Raftery's main focus has been Africa, where HIV/AIDS can affect up to 40 percent of the population in some areas but where prevalence data remain extremely limited. He likens the scarcity of data to “estimating the number of cases of tuberculosis in the U.S. just using data from clinics in Lincoln, Nebraska and Columbia, South Carolina and just looking at pregnant women.”

What UNAIDS wanted was a projection model that would provide greater accuracy yet be simple enough for use by national planning officials in a wide variety of developing countries. Finding a single consistent method was a priority so that comparisons could be made between countries and within countries over periods of time.

The primary source of data? Not specialized HIV clinics. Not even general health clinics. Often the only available data was from antenatal clinics visited by pregnant women. The problem is that young women—a substantial fraction of all pregnant women— tend to have higher HIV prevalence than the general population, leading to inflated estimates. “The question,” says Raftery, “was how to use statistical methods to adjust for this bias.” 

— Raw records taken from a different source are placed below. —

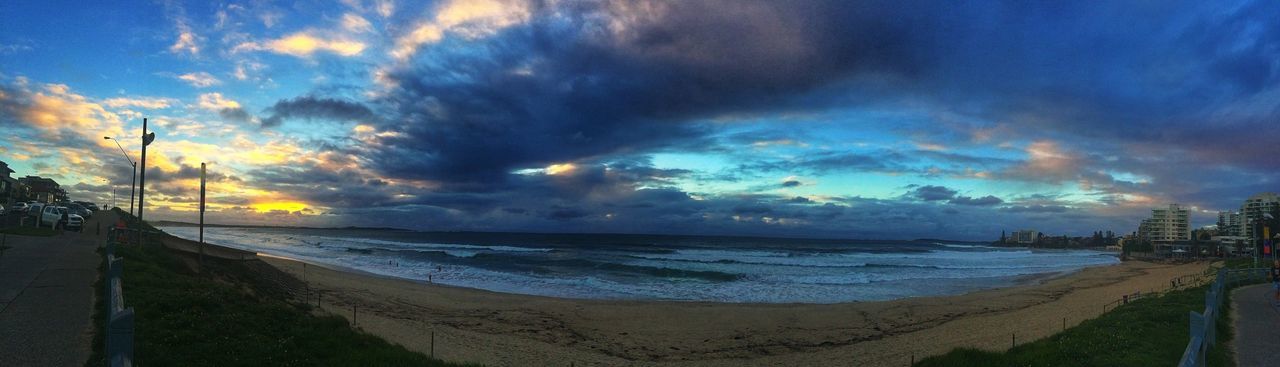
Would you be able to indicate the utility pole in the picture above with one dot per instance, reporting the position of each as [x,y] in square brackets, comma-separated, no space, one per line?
[142,182]
[201,212]
[133,186]
[142,179]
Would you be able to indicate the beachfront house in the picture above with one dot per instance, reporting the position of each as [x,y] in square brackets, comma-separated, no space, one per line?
[8,186]
[1025,237]
[42,189]
[1168,229]
[1252,211]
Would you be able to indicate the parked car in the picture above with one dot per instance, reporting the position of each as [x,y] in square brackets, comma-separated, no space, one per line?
[50,215]
[90,206]
[80,210]
[55,216]
[73,221]
[33,211]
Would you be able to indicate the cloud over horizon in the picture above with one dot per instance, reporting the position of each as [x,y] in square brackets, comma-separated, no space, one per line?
[874,119]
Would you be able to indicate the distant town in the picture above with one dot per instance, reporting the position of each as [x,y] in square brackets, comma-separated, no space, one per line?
[28,188]
[1168,233]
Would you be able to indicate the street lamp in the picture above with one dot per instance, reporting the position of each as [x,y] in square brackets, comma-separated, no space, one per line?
[132,186]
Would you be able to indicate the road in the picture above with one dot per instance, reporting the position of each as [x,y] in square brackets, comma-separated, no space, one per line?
[46,297]
[1257,325]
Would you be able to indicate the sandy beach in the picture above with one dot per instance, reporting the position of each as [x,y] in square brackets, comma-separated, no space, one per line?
[498,329]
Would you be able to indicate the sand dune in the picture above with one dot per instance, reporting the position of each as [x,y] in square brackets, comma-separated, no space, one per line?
[499,329]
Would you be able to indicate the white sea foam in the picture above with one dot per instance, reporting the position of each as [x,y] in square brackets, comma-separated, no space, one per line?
[762,275]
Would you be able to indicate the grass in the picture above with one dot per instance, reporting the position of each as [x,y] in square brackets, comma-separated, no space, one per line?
[30,230]
[228,315]
[1150,331]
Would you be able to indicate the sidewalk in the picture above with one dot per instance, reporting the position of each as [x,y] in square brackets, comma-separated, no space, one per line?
[46,297]
[1257,325]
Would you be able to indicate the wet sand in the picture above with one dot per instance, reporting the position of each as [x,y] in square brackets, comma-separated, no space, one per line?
[498,329]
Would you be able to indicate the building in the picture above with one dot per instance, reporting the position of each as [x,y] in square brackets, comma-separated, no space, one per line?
[8,186]
[1166,225]
[46,191]
[1253,209]
[1229,223]
[1024,237]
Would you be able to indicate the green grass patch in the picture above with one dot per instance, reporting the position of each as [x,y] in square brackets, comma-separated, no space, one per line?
[1151,331]
[227,315]
[31,230]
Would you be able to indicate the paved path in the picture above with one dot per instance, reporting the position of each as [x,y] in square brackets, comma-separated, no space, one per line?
[1257,325]
[46,297]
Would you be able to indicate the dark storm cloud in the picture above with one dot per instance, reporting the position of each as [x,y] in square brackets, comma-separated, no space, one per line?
[316,109]
[590,92]
[1178,82]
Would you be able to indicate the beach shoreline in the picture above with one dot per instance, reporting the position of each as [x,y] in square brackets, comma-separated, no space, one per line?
[503,329]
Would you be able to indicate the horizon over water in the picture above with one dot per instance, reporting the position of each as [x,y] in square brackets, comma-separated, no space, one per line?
[668,267]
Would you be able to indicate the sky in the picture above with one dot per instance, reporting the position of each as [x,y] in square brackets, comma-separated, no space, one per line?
[837,119]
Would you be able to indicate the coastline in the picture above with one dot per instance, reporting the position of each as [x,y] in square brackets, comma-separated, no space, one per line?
[502,329]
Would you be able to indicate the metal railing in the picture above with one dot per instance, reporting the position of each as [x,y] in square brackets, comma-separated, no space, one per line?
[119,320]
[1205,325]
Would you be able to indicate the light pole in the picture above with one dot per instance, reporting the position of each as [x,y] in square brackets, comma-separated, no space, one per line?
[133,184]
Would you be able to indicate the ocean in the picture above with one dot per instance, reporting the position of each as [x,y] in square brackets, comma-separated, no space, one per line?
[667,267]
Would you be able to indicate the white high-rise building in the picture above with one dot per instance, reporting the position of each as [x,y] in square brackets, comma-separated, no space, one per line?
[1229,223]
[1252,210]
[1168,224]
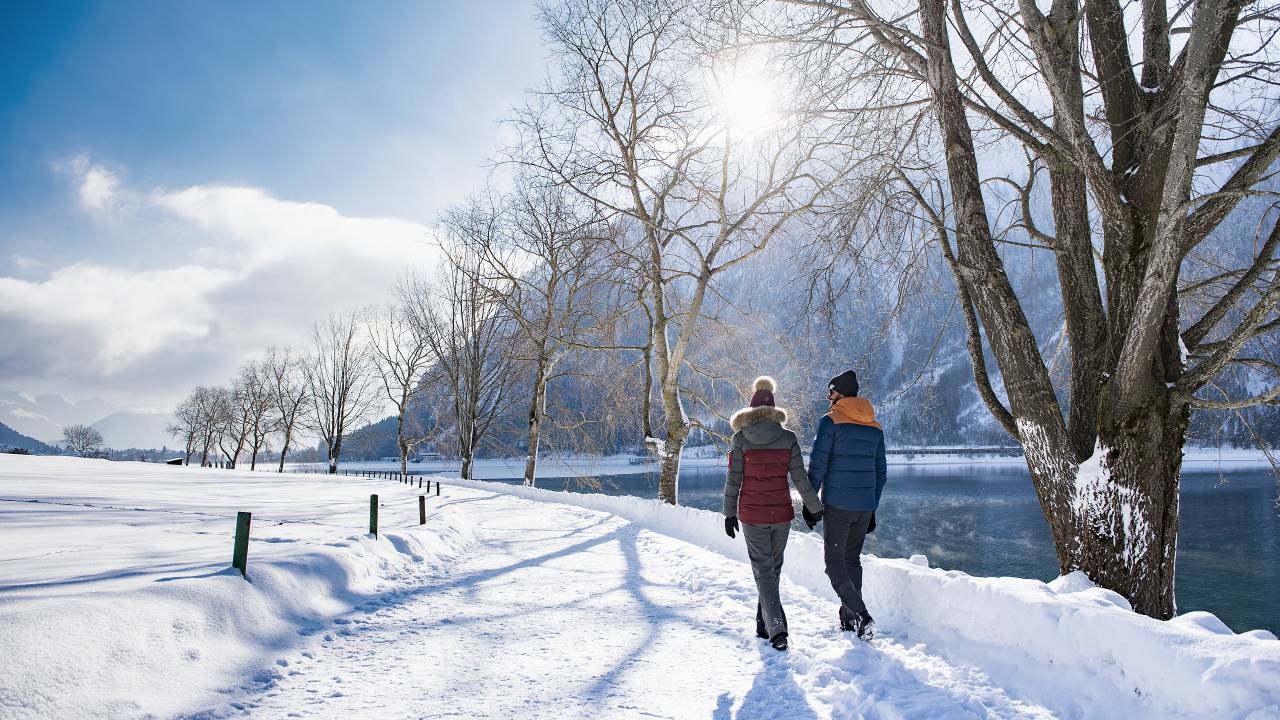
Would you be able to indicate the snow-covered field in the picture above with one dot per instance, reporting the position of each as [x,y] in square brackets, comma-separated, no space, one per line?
[1196,459]
[117,601]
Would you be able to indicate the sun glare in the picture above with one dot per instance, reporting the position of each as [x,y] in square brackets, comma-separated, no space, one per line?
[748,95]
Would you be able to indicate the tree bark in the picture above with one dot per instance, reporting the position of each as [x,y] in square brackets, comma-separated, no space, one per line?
[536,409]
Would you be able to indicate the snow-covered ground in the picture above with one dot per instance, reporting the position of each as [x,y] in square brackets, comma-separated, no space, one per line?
[115,601]
[1194,459]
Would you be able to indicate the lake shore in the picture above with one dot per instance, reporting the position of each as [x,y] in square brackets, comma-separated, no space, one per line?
[1196,459]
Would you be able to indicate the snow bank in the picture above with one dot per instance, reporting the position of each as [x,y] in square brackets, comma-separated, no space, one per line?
[1079,643]
[118,601]
[1194,459]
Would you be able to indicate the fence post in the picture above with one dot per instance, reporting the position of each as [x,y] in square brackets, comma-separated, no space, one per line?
[240,552]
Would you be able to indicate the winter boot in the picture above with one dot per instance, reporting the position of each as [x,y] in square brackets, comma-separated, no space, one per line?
[760,630]
[864,625]
[846,621]
[780,642]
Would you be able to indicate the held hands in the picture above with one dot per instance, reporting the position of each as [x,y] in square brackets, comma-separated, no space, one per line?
[731,527]
[810,518]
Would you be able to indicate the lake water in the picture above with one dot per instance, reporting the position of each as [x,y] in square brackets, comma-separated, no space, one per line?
[986,520]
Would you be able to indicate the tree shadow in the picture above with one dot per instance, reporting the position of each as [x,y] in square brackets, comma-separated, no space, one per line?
[775,692]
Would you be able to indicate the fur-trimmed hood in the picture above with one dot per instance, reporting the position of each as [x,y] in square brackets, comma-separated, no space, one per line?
[759,424]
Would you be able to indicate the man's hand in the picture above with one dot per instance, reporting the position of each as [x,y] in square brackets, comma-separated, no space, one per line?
[810,518]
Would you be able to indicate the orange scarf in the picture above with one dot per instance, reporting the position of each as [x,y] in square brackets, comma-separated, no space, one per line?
[856,410]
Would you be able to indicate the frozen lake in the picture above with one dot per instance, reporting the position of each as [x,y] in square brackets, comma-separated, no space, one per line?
[986,520]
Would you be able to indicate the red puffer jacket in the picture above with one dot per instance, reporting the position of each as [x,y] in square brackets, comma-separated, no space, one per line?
[763,455]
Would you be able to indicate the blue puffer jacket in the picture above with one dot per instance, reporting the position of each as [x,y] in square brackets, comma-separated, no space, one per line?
[848,460]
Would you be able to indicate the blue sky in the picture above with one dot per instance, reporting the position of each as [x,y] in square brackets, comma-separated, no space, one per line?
[204,154]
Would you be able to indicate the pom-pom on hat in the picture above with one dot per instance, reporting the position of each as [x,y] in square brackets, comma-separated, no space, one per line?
[763,393]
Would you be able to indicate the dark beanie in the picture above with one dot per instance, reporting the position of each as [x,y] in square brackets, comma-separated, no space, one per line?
[845,383]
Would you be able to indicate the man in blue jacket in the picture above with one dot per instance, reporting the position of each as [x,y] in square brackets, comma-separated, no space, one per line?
[848,468]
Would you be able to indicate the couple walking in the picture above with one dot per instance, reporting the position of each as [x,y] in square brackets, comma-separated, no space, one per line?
[842,487]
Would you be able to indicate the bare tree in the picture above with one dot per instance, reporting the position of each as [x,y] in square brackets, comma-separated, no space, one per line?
[469,338]
[82,440]
[341,383]
[635,123]
[401,352]
[233,422]
[543,255]
[1151,140]
[291,396]
[255,402]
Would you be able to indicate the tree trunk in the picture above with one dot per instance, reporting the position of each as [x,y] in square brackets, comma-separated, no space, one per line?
[288,436]
[668,450]
[536,410]
[400,441]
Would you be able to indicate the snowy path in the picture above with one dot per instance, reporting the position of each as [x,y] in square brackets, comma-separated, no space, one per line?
[568,613]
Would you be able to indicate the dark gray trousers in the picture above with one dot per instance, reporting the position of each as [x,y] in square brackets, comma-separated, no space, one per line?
[766,546]
[842,536]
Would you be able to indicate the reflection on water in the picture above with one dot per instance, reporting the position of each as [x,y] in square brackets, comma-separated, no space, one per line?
[986,520]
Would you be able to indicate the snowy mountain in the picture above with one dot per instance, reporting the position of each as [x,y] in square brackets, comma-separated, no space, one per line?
[10,438]
[520,602]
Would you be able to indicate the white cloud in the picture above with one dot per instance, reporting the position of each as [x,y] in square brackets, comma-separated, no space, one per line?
[97,190]
[23,263]
[96,187]
[245,270]
[117,315]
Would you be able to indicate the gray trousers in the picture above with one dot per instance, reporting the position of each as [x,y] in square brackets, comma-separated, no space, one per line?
[766,546]
[842,536]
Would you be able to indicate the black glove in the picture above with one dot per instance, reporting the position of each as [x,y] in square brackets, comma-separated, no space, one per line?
[731,527]
[810,518]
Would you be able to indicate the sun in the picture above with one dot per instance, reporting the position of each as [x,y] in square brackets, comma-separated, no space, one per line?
[746,94]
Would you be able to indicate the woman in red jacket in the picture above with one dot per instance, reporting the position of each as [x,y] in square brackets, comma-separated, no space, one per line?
[755,492]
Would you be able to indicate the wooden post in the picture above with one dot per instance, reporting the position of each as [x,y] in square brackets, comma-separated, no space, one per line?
[240,551]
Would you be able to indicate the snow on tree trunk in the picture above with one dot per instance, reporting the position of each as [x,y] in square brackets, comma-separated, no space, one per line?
[1118,522]
[535,422]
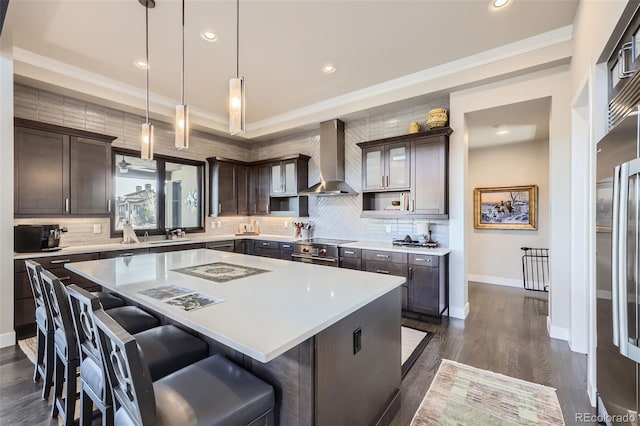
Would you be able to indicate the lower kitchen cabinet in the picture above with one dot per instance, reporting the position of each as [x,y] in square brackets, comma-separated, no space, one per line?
[428,287]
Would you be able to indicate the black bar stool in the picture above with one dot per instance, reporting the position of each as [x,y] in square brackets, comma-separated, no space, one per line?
[213,391]
[165,349]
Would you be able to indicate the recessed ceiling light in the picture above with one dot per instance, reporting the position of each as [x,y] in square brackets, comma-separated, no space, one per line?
[495,5]
[502,130]
[208,36]
[328,69]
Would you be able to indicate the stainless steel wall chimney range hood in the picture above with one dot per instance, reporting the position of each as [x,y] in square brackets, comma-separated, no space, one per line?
[331,162]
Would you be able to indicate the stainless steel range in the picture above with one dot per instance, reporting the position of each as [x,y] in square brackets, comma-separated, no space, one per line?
[320,251]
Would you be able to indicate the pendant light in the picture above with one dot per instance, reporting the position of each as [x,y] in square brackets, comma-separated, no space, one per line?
[146,136]
[236,88]
[182,112]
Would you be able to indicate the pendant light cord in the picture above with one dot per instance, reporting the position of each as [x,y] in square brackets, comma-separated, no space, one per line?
[237,38]
[146,8]
[182,72]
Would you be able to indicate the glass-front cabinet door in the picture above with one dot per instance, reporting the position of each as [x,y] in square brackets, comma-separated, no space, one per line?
[277,184]
[397,176]
[373,168]
[290,180]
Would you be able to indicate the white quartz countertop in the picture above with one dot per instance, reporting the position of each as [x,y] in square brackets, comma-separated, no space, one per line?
[438,251]
[190,239]
[262,315]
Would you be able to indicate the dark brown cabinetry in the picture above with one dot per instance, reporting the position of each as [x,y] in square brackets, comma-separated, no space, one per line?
[350,258]
[60,171]
[428,284]
[24,305]
[406,176]
[267,187]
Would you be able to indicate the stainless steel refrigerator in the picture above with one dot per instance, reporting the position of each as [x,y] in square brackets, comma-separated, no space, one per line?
[618,273]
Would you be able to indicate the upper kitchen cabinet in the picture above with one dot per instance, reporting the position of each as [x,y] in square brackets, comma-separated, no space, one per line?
[60,171]
[622,55]
[406,176]
[229,187]
[386,167]
[289,176]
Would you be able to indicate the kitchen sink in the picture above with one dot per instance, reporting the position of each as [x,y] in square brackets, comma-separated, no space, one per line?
[177,240]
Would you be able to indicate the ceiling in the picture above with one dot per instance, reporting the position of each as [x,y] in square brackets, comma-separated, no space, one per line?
[522,122]
[88,47]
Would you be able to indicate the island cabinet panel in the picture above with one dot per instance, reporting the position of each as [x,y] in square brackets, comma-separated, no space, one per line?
[350,258]
[24,305]
[176,247]
[358,365]
[226,245]
[60,171]
[428,285]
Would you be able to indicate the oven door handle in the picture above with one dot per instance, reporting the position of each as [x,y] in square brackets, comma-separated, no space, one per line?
[326,259]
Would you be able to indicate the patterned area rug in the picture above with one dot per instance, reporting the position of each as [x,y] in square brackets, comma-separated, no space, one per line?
[464,395]
[29,347]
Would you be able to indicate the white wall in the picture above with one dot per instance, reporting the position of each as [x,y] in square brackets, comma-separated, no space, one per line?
[495,255]
[7,335]
[551,83]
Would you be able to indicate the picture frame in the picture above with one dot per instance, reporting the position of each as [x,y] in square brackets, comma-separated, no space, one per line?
[506,207]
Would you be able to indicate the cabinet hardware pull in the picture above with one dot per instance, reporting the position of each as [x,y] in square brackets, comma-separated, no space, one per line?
[623,71]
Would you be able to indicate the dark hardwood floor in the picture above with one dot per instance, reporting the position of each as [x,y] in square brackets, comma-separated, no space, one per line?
[505,332]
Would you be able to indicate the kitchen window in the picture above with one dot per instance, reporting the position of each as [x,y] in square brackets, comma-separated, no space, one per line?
[155,195]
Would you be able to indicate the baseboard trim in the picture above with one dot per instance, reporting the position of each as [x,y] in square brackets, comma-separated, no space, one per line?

The traditional epidemiological model provides a single answer when making projections. “But we know that there are many possible trajectories an epidemic could follow,” says Raftery. Through a method known as Bayesian melding, Raftery combined that traditional model with a “hierarchical random effects model” that takes into account the variability of the data. His resulting projections lowered UNAIDS’s worldwide estimate from 39 million to 33 million.

To assess the accuracy of his method, Raftery input HIV data for individual countries from the mid-1990s and used Bayesian melding to predict future prevalence of AIDS. Comparing the predictions to what actually happened in those countries was encouraging. “We did surprisingly well given the method’s simplicity,” says Raftery, “which is pretty remarkable given the many things that aren’t taken into account—things we’d like to incorporate if data were available.” 

UNAIDS is committed to implementing the new prediction method as quickly as possible. Raftery’s team, including Sam Clark, assistant professor of sociology, worked with the East-West Center in Honolulu to produce software that government officials from various African countries have already begun to use for their planning. “It’s been a very rapid transmission from academic research to actual use for policy and planning in ministries of affected countries,” says Raftery. 

Not that there aren’t improvements to be made. Raftery is now working to improve computational efficiency. “The first method was very crude,” says Raftery. “We’re definitely improving on it. It’s still simplistic, but it’s the best that can be done for a lot of the countries. Of course this is not a static thing. Data get better as more clinics get involved. We’re continuing to work toward more sophisticated models.”